本当はルシオに文句を言いたくて仕方がないが、それが狙いだったのだから仕方がない。
人生をやり直しまくっていることよりもずっと、サリーナの心を揺らした。
視線を落とすサリーナの頬を、ルシオの指先が滑る。
「不安にさせたかったわけじゃないんだけど。ごめんね」
「私こそ。すみ、ません」
ルシオが謝ることなどない。
悪いのは、サリーナの方だ。
ルシオは、父親の会うサリーナのために協力してくれたに過ぎない。
顔をあげた。
「お父様は、もっと多方面から揺さぶりをかけますよね」
「無視だよ、無視。耐えられなくなったら、一発殴っていいよ。息子が許可するから」
物騒な言葉が飛び出した。
さすがに、と目を丸くしたが、ルシオは真面目だ。
「ケガしても薬あるし、商会内ならもみ消せる。大体貴族であるサリーナの方が身分的には高いんだから、死ななければいいよ」
「よくは、ないような」
「大丈夫、そのときはまかせていいから。手だとサリーナが痛いと思うから、ボード使いなよ」
「何ですか、それ……」
思わず笑ってしまったサリーナの首元から、渡したネックレスの鎖が見える。
手を伸ばして少しだけ触れた。
「何かあったら、引っ張ってね」
「……お父様を何だと思っていらっしゃるんですか」
「え? 敵対したら真っ先に潰す相手だよ」
父親への警戒度が凄まじい。
サリーナを見つめる瞳が、緩む。
「必ず行くから。
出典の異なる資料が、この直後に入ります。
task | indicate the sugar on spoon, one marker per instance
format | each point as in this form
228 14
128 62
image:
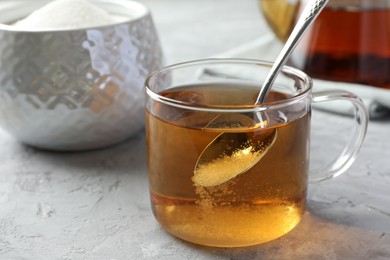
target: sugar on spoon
231 154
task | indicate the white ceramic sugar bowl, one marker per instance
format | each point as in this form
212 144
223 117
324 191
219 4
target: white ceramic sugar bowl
76 89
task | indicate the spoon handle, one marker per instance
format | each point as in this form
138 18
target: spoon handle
309 14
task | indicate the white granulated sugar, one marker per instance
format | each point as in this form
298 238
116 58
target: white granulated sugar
69 14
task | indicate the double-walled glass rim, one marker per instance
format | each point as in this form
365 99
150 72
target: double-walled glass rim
306 79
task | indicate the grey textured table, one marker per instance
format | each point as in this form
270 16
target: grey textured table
95 205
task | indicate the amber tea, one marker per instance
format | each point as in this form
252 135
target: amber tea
259 205
224 171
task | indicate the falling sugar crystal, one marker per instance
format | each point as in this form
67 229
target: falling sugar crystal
69 14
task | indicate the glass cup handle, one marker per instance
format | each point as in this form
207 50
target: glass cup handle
349 153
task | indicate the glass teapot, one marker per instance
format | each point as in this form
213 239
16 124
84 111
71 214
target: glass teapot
349 41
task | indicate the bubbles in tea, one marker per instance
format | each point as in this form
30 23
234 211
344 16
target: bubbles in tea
259 205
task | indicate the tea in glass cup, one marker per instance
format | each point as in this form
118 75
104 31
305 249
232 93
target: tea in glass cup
226 172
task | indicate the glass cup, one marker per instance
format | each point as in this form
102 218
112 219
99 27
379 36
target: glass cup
226 172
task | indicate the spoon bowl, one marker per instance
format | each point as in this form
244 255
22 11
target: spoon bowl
231 154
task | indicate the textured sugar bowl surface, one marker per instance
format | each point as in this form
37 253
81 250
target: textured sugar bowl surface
69 14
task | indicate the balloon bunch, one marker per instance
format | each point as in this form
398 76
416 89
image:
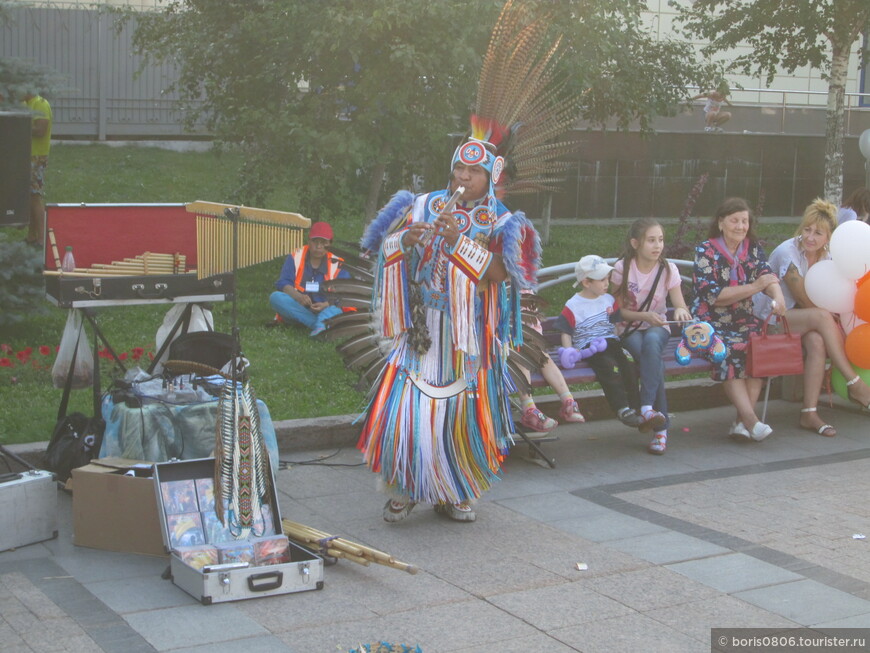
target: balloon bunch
842 285
569 356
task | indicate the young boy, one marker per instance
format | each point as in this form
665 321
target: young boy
590 316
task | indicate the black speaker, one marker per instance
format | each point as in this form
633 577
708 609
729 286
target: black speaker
14 168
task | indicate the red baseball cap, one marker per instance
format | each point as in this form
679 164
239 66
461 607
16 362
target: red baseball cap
320 230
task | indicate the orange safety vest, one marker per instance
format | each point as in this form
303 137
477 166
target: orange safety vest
333 267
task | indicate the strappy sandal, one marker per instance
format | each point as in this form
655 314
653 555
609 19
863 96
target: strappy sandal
825 430
849 384
652 420
395 510
659 444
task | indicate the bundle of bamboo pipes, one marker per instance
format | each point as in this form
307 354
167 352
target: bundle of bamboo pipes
143 264
338 547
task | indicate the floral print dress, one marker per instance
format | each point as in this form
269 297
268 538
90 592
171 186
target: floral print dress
733 323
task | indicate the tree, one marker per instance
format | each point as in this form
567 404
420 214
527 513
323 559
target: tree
820 34
335 97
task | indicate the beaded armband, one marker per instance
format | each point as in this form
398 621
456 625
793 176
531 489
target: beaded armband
393 248
471 258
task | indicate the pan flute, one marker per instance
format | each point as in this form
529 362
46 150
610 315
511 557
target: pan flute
159 253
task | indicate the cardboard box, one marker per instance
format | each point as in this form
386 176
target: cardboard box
116 512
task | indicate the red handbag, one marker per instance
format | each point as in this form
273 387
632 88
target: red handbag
774 354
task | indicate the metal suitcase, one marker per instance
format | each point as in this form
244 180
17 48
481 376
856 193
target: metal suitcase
28 508
218 583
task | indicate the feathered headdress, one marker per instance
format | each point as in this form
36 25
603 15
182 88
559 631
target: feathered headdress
522 109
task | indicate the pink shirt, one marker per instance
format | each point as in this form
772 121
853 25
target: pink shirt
640 283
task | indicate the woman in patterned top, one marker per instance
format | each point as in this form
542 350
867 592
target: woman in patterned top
730 267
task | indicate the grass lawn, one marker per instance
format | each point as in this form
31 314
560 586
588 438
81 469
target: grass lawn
295 376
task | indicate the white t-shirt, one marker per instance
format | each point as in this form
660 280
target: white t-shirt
640 283
589 318
786 254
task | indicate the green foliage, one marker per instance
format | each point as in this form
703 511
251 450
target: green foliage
343 102
21 287
774 35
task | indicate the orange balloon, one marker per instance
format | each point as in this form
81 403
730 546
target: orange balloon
862 302
858 346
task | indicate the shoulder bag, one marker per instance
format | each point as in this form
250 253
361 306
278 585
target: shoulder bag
774 354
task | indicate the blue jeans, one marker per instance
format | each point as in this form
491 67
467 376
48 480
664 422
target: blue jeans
292 311
647 347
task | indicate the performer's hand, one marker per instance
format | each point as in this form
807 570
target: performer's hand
447 227
415 234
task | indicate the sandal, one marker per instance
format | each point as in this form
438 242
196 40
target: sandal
825 430
849 384
652 420
659 444
457 511
570 411
396 510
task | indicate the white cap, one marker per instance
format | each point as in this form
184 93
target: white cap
591 266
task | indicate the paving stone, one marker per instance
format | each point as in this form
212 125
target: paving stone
193 625
649 588
806 602
662 548
733 572
633 632
559 606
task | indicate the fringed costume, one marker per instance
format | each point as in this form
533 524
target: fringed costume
439 423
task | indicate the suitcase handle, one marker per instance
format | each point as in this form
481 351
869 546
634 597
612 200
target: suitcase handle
277 580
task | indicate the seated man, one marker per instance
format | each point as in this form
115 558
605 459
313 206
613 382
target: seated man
298 297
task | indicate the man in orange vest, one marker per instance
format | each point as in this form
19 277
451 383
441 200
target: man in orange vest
298 297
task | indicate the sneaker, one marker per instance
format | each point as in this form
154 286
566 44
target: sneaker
570 411
397 510
739 430
760 431
457 511
653 420
535 420
629 417
659 444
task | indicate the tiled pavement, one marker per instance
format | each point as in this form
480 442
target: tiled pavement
716 533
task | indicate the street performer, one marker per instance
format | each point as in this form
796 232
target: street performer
447 295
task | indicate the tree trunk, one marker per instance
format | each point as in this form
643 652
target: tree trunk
835 124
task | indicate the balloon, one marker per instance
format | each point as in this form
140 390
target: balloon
864 143
849 321
862 302
838 382
858 346
850 249
829 289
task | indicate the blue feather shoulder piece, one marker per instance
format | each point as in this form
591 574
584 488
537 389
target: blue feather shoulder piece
383 223
521 249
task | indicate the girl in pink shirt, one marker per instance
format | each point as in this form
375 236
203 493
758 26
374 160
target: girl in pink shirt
643 294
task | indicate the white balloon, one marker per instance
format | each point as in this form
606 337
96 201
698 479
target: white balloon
850 321
850 248
829 289
864 143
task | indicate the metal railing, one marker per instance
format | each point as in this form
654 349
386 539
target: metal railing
853 102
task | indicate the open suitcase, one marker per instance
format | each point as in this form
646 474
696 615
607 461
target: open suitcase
206 562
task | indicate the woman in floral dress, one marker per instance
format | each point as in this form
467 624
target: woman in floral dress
730 267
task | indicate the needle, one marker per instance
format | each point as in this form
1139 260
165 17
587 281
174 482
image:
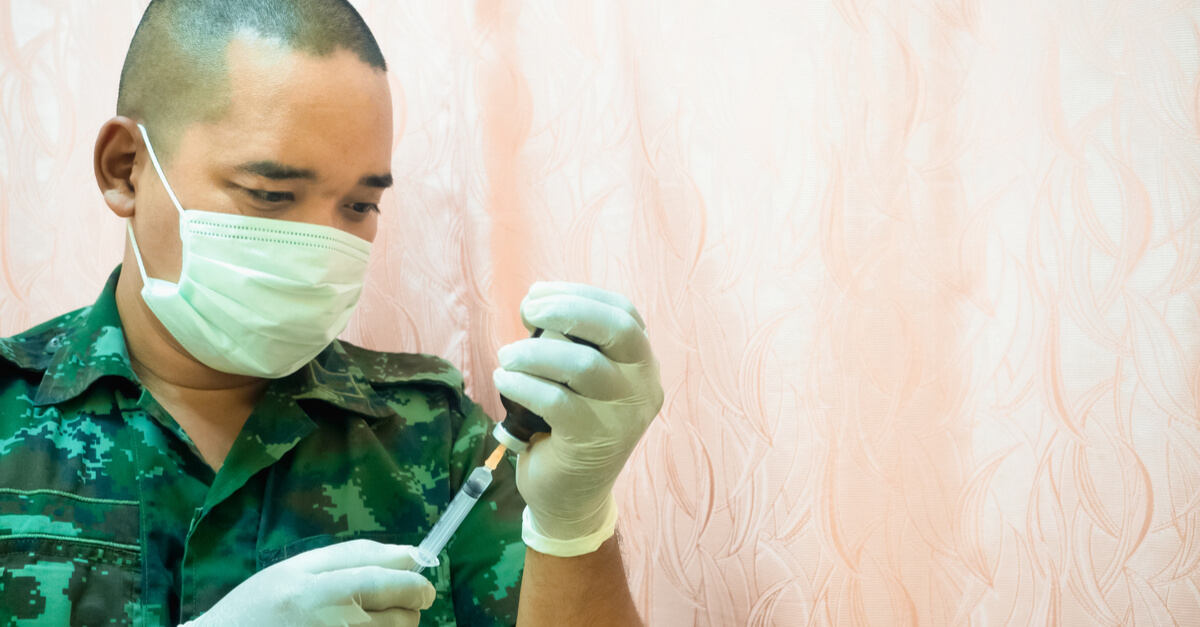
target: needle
495 459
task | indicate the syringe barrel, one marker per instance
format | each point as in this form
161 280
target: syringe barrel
460 506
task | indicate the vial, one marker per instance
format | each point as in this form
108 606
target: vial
520 423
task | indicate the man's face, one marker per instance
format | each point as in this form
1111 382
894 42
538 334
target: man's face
305 138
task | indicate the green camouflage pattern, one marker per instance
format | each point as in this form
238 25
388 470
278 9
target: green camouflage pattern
109 515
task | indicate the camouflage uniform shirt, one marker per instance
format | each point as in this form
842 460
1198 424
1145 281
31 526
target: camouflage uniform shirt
109 515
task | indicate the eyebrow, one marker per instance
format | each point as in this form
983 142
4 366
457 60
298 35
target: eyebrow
377 180
276 171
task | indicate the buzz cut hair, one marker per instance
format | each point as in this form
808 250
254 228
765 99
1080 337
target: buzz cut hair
175 72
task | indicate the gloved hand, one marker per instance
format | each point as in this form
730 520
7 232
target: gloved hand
597 402
353 583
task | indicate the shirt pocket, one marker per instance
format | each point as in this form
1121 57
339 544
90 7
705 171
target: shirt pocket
69 560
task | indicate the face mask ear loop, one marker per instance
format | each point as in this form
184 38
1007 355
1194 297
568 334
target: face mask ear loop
171 192
154 159
137 254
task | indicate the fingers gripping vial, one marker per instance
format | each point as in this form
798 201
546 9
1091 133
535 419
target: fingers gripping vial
520 423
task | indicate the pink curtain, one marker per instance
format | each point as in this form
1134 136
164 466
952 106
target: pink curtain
923 275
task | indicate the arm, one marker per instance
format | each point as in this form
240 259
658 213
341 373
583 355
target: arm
598 396
586 590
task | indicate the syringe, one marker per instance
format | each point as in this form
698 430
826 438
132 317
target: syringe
468 495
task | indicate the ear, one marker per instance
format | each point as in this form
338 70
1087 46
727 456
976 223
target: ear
115 160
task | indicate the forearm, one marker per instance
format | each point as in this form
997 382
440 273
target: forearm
585 590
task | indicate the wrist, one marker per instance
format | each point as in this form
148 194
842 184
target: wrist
585 536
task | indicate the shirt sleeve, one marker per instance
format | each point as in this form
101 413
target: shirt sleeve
486 554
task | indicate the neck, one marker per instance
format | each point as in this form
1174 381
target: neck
162 364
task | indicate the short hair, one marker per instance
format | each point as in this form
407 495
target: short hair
175 72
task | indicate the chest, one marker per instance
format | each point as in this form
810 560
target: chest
106 513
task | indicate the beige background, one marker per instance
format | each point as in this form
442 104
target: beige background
923 275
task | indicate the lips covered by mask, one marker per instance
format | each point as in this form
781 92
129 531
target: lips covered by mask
256 296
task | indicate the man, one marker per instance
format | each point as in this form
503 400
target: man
197 447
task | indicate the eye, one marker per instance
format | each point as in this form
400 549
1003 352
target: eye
271 197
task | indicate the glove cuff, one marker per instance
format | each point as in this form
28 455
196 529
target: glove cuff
569 548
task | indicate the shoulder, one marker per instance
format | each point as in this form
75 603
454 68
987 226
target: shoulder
401 374
34 348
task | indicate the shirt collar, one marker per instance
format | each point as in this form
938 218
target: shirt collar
81 347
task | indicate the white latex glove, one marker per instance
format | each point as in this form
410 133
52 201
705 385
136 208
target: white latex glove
598 405
353 583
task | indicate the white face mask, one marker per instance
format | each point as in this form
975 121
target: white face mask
256 296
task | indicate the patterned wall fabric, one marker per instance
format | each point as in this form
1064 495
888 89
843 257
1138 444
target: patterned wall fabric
923 275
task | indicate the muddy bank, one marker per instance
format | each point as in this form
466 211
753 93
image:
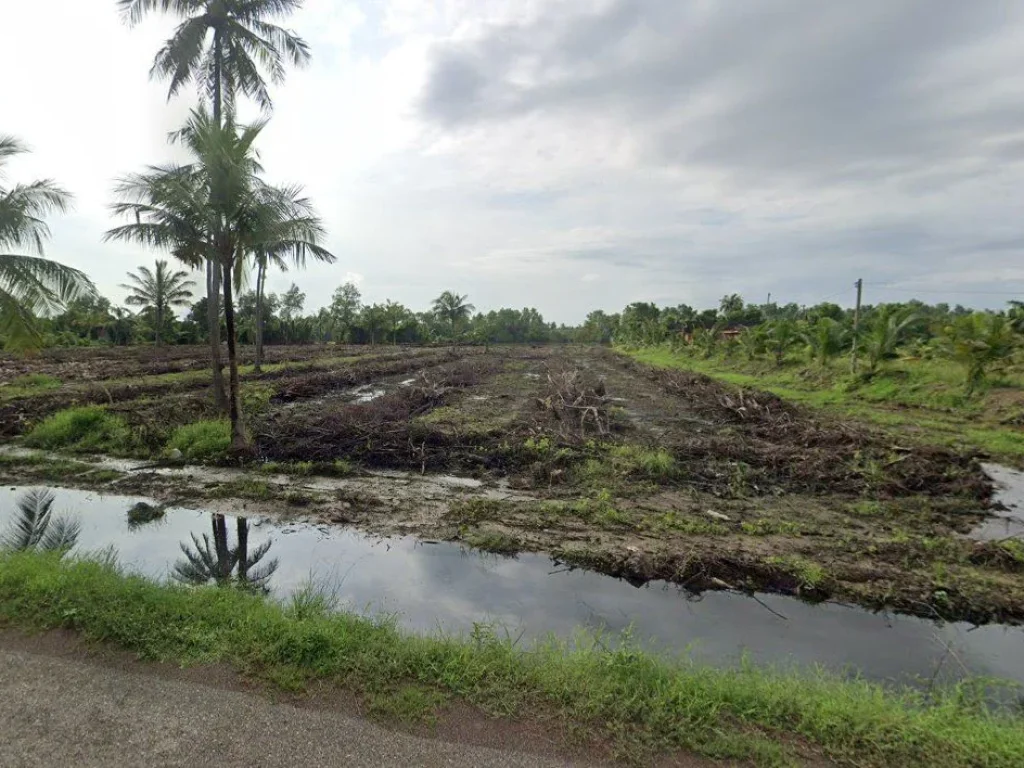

忘れないでね」
「はい」
「うん、じゃ。片付けよう、お昼食べないとね」
「では、駒は私が」
雰囲気を切って立ち上がったルシオに、サリーナも慌てて続く。
せっせと散らばった駒を片付けるサリーナをちらりと見て、ルシオは目を細めた。
同時に、父親が脳裏によぎる。
多分、おそらく。
あの父親なら、ルシオを使ってサリーナを引っ掻き回すだろう。
その効果を知らない父親ではないし、優しくないのでためらいもないと思われる。
サリーナを動揺させ、怒らせることができる格好のネタが自分になるとは、笑いごとではない。
ぎりぎりと拳を握った。
自然と目元が鋭くなるが、サリーナにわからないように背を向けた。
例え父親であろうとも、何かあれば容赦はしない。
コンラード商会の会頭は父であるが、そのすべての実権が彼にあるわけではないのだ。
締め上げる方法を考えながら、ルシオはティーセットを手に取った。